Making something beautiful cheers me up.

Making something beautiful cheers me up.

The herx is a remix of the previous Bartonella herxes: kidney pain, peripheral neuropathy (tingling in arms, hands, and feet, as well as shooting pains down the outside of my legs), heart palpitations, chest pain that goes up the left side of my neck/throat, urinary hesitation, constipation, pain in my spine and paraspinal muscles, tension headaches, acne, insomnia and fatigue.

Since I’ve come to understand a lot more about Bartonella, things that don’t always align with what I’ve read about the infection, I’m more focused on how to get rid of the infection in my spine and radial nerve tissue. Not only do I need to kill it with coiling, but I’m trying to figure out how to clear the die-off toxins from my body as quickly as possible because I’m tired of suffering, but also because the bacteria are dying in places that are hard to detoxify.
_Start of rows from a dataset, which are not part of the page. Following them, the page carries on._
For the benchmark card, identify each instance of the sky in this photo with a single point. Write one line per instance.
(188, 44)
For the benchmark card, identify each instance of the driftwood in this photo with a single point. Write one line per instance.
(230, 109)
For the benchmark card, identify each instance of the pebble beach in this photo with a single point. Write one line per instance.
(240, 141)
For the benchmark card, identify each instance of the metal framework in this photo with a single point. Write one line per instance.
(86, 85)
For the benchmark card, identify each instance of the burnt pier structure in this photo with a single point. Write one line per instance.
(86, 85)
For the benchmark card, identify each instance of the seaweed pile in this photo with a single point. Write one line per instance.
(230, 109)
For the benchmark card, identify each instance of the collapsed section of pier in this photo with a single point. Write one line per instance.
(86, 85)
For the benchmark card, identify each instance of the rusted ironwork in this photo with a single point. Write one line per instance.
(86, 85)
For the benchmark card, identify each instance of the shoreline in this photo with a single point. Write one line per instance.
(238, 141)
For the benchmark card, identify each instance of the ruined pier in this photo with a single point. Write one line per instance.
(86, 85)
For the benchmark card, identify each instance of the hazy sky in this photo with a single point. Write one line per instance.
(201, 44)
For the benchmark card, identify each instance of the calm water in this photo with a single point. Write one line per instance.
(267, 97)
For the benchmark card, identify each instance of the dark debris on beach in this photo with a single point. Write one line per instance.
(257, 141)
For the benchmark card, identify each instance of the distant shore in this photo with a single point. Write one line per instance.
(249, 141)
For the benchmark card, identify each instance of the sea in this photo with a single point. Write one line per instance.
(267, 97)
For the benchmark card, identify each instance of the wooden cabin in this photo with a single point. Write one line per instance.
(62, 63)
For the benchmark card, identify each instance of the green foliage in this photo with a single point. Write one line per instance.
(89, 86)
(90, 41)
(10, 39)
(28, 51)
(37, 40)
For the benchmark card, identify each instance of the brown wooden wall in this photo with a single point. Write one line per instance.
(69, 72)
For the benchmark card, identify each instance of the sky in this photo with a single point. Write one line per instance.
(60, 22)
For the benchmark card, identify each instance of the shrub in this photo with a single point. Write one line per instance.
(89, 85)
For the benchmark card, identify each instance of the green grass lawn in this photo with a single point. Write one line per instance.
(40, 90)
If it worked, I’d take a few pills, drink some tea to clear out my kidneys, and add in some fiber to keep the colon moving.

It isn’t that simple. I’ve been trying those detox protocols for the past few weeks, and I’m coming again to the conclusion that I need to heat my body to bring blood flow to my spine and increase the amount I’m sweating. I finally dunked myself in a hot bath today. I’m not ready to sign up for a gym again just to go to the sauna. The tub is fast and easy. I started out today with a less than optimally hot bath just to convince myself to get in. However, I expect to get in three times a week, for a hotter 15 minute sea salt and epsom salt bath. In the past, this has helped tremendously with kidney pain from Bartonella herxes.
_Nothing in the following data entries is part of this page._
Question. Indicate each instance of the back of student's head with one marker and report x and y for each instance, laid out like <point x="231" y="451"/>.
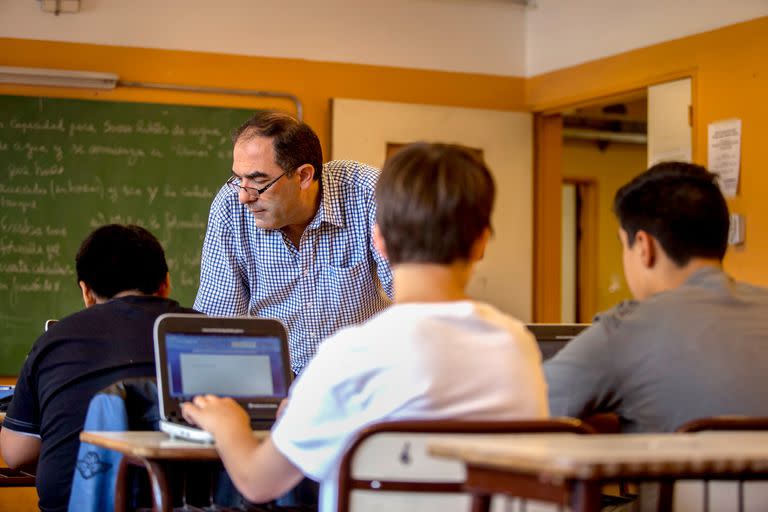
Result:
<point x="679" y="204"/>
<point x="433" y="201"/>
<point x="116" y="258"/>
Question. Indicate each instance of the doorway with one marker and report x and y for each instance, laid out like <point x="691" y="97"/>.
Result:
<point x="605" y="142"/>
<point x="604" y="146"/>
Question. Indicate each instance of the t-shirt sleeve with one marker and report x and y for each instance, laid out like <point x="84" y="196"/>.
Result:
<point x="23" y="413"/>
<point x="580" y="378"/>
<point x="323" y="413"/>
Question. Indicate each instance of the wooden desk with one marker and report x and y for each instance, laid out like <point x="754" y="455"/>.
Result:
<point x="568" y="469"/>
<point x="13" y="477"/>
<point x="156" y="452"/>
The next thing I started this morning was a few minutes of yoga, concentrating on releasing and strengthening my back muscles. That helped a little. I know that more than five minutes of yoga is better for me, but I just couldn’t convince myself to keep going. I wanted to go for a walk instead, which I did.

This whole healing process, especially when it comes to treating the seemingly never ending Bartonella infection, goes in cycles. I make the most progress when I coil a lot and devote a lot of time to physical care, like hot baths (or sauna time) and exercise. I resist because I’d like to go back to having more productive time in the day, and these activities add up. With exercise, I then need to make time for a nap. Healing from chronic infections, especially this one, is a full-time job. Quitting this job just prolongs the number of days and months I have to do it or allows for a relapse.

Last winter, I took a Chinese herbal formula that helped my kidneys a lot. I didn’t have kidney pain when I coiled for Bartonella. I wasn’t sure if the formula cleared and protected my kidneys or put the Bartonella into a dormant state (or maybe killed it off). I’m still not 100% certain. What I do know is that I didn’t coil much for Bartonella over the summer and I got hit with a major relapse this autumn. I didn’t recognize what it was for two and a half months because brain fog and extreme fatigue got in the way of thinking. But now that I know, I feel like it is such a setback and that I’m back where I was this time last year, no progress at all.

The best I can do is take care of myself, be kind to myself, and rededicate myself to battling Bartonella.

Disclaimer

2 comments

  1. Thank you, these are all really good descriptions of everything I experience. Take care


    • Thank you for the well wishes. I hope you find relief from all the symptoms.